Cambodian court convicts 21 opposition figures of treason
PHNOM PENH, Cambodia (AP) — A court in Cambodia on Thursday convicted 21 people of treason and related charges for their nonviolent political opposition to the government several years ago.
Those convicted by the Phnom Penh Municipal Court included seven exiled leaders of the disbanded Cambodia National Rescue Party, each of whom received 10-year prison terms.
They included party co-founder Sam Rainsy who has been in exile since 2016 to avoid serving prison sentences for defamation and other charges. He says the cases against him are politically motivated.
Sam Rainsy has long been the harshest critic and most popular opponent of Prime Minister Hun Sen, who has held power for 37 years.

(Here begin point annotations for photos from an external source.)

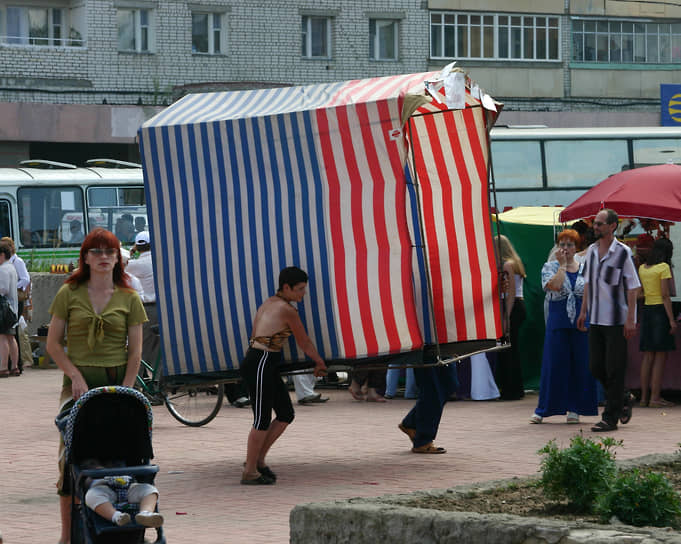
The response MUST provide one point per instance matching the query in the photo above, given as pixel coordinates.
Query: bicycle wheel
(194, 405)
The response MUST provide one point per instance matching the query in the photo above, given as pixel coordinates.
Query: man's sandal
(411, 433)
(428, 448)
(260, 480)
(264, 471)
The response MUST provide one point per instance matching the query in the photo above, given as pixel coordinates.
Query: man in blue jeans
(436, 384)
(610, 291)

The treason case involved his attempted return to Cambodia in 2019 that was blocked by the government.
The other party leaders convicted were Sam Rainsy’s wife Tioulong Saumura and five former lawmakers.

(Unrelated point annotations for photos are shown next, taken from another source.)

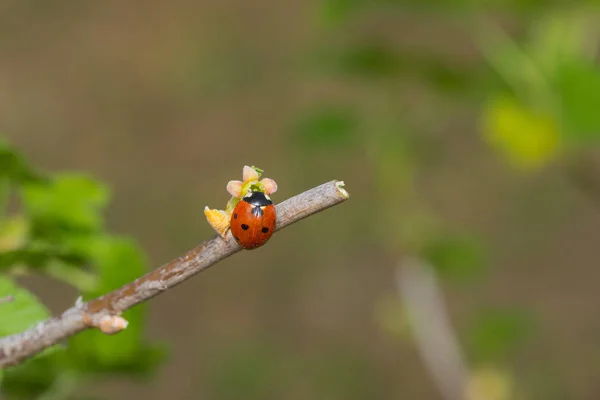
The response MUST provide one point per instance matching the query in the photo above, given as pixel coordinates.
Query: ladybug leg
(218, 219)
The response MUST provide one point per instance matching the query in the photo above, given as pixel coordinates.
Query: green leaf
(13, 166)
(336, 11)
(68, 202)
(455, 256)
(327, 128)
(33, 377)
(578, 84)
(496, 332)
(22, 312)
(373, 60)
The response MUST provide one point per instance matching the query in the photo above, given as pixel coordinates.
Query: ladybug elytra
(253, 220)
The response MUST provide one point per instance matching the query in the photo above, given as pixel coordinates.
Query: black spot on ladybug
(257, 211)
(257, 199)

Another 13 defendants who were convicted were ordinary party supporters, each sentenced to five years imprisonment, reduced by the court to three years and eight months. One more man, not present at the trial, had his sentence suspended for health reason because he had suffered a stroke two years ago.

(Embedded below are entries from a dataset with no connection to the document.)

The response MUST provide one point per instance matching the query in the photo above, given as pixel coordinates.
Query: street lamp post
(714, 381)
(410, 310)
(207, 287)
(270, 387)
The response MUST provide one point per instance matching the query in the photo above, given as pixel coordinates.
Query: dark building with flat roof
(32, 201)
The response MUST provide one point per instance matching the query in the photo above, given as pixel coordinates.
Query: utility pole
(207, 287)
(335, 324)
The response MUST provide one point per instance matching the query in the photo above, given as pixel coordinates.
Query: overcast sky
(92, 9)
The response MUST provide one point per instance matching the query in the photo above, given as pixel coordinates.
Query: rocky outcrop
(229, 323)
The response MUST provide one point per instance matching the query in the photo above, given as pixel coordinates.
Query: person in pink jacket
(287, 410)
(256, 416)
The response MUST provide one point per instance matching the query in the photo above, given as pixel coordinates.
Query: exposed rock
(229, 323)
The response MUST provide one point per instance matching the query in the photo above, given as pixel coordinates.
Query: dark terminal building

“Upon the announcement of the verdict, these 13 people shouted together at the judge that they were innocent and they cannot accept this unjust verdict,” defense lawyer Sam Sokong said. He said they told him to appeal the verdict.
Relatives and other supporters of the defendants tussled outside the court with police, with several women falling to the ground as a banner was grabbed away from them.
“The mass trial and convictions of political opponents on baseless charges is a witch hunt that discredits both the Cambodian government and the country’s courts,” Phil Robertson, deputy Asia director for Human Rights Watch said in an emailed statement.
All the defendants have been charged with conspiracy to commit treason and incitement to commit a felony, mostly in connection with organizing Sam Rainsy’s abortive 2019 trip home. The party leader were also convicted of inciting members of the armed forces not to follow their orders.
The CNRP, as the sole credible opposition party, had been expected to present a strong challenge to Hun Sen’s ruling Cambodian People’s Party in the 2018 general election.
Hun Sen launched a sweeping crackdown on his opponents before the election, the high court disbanded the CNRP and its lawmakers were removed from Parliament. Hun Sen’s party subsequently won every seat in the National Assembly.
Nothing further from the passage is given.